Besson believed that a movie based on a comic with just two human characters and 1,000 aliens would be impossible, he told the audience at Caesar's Palace.

"But then this gentleman, this young director James Cameron - you've heard of him? - he just made these techniques possible after Avatar. Thanks to him now, the imagination is the limit," Besson added.

The US$180 million Valerian - which comes out on July 21 - centres on a dark force threatening Alpha, a vast metropolis and home to species from a thousand planets.

Blacks ops agents Valerian (Dean DeHaan) and Laureline (Cara Delevingne) race to identify the marauding menace and safeguard the universe.

The audience was treated to a new trailer, a surreal but self-aware fever dream in vivid 3-D featuring a huge, drooling CGI dog-like monster that rips a bus apart, as well of plenty of large Zen-like aliens and desert vistas.

"I grew up loving Luc's movies from when I was a kid.
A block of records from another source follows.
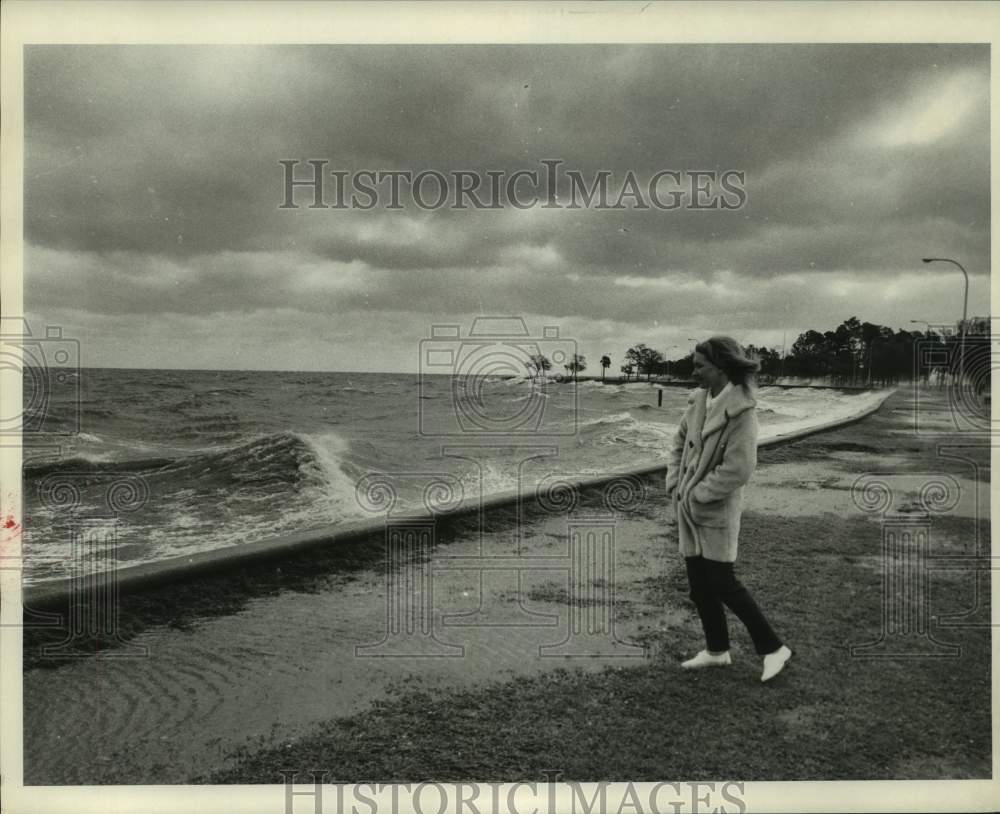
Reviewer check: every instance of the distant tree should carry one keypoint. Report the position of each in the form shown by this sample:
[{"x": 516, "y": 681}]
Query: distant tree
[
  {"x": 576, "y": 365},
  {"x": 645, "y": 359},
  {"x": 605, "y": 364},
  {"x": 538, "y": 364}
]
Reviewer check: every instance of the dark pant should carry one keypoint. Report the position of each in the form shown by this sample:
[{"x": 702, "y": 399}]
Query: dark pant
[{"x": 714, "y": 584}]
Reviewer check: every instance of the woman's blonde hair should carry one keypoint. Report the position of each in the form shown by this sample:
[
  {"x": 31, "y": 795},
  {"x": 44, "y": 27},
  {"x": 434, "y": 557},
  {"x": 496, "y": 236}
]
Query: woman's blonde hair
[{"x": 726, "y": 354}]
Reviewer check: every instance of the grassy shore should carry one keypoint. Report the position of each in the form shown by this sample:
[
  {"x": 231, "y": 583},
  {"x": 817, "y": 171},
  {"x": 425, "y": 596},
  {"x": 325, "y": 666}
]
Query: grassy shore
[{"x": 816, "y": 572}]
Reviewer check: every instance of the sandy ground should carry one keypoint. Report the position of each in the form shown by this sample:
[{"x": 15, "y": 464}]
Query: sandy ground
[{"x": 497, "y": 605}]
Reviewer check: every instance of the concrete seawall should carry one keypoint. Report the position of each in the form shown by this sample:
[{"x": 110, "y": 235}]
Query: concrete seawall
[{"x": 138, "y": 577}]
This is my biggest dream," said British fashion model-turned-actress Delevingne (Paper Towns, 2015).

Adam Fogelson, head of the new Hollywood studio STX, introduced Valerian as part of a slate of upcoming movies, which builds on an impressive portfolio of 10 releases in its first two years in business.

An array of stars, including Jessica Chastain, Aaron Sorkin, Mark Wahlberg and Mila Kunis, took the stage to discuss upcoming projects in various stages of development.
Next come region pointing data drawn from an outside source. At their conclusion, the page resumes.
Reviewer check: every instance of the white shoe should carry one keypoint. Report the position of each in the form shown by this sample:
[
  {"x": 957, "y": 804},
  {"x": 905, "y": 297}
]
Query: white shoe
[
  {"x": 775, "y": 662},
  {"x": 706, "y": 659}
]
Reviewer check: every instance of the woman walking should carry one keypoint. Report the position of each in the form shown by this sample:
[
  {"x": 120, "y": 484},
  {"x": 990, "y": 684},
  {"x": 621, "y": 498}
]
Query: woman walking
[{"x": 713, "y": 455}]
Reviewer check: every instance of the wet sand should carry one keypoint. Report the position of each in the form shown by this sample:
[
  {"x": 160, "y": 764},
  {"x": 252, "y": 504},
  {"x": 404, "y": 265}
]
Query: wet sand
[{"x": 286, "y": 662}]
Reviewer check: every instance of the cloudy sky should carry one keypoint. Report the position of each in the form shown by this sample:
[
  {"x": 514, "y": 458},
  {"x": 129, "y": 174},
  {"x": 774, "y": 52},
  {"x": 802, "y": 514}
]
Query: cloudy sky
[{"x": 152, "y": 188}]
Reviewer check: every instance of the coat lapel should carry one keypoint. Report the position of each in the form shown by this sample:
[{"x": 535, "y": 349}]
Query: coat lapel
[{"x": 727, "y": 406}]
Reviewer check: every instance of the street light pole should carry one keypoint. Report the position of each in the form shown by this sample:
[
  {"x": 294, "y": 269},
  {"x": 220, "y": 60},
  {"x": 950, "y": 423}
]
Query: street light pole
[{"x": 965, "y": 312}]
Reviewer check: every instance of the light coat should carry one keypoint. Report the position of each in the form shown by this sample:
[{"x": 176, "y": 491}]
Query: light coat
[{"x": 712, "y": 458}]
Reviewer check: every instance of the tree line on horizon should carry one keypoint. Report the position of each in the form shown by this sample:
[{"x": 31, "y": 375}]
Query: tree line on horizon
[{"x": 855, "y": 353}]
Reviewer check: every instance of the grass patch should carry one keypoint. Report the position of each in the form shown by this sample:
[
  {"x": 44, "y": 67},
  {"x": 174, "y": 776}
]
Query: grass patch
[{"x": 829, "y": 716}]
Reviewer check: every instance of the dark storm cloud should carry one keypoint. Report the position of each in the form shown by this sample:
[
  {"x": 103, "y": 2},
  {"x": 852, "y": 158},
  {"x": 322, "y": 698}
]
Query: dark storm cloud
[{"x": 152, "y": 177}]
There was a first look at the Jackie Chan action vehicle The Foreigner, a Sino-American production that hits American theatres on Oct 13.

There was also very early concept art from the animation Ugly Dolls - which Fogelson announced would be overseen by director Robert Rodriguez - and an untitled rodeo comedy starring Eddie Murphy.

Wahlberg introduced the actioner Mile 22, saying he hoped it would become a trilogy and "the thing that defines me", while Kunis chatted about motherhood and the sequel to the 2016 hit Bad Moms, due for release in November.

Oscar nominee Chastain stars in Molly's Game as Molly Bloom, a real-life skier who lost out on her Olympic dream and became an organiser of underground poker games for the Hollywood elite.

"I like that the film explores female power and what that means in society," said Chastain, who got to meet Bloom during production.

First-time director Sorkin is best known for writing the television series The West Wing and The Newsroom, as well as the movies Moneyball (2011) and The Social Network (2010). "It isn't often you come across a story that is both cool and has a lot of heart, and this one does," he told the CinemaCon crowd after a screening of the trailer.

"And what drew me to the story is the character of Molly. She is a thoroughly original movie heroine."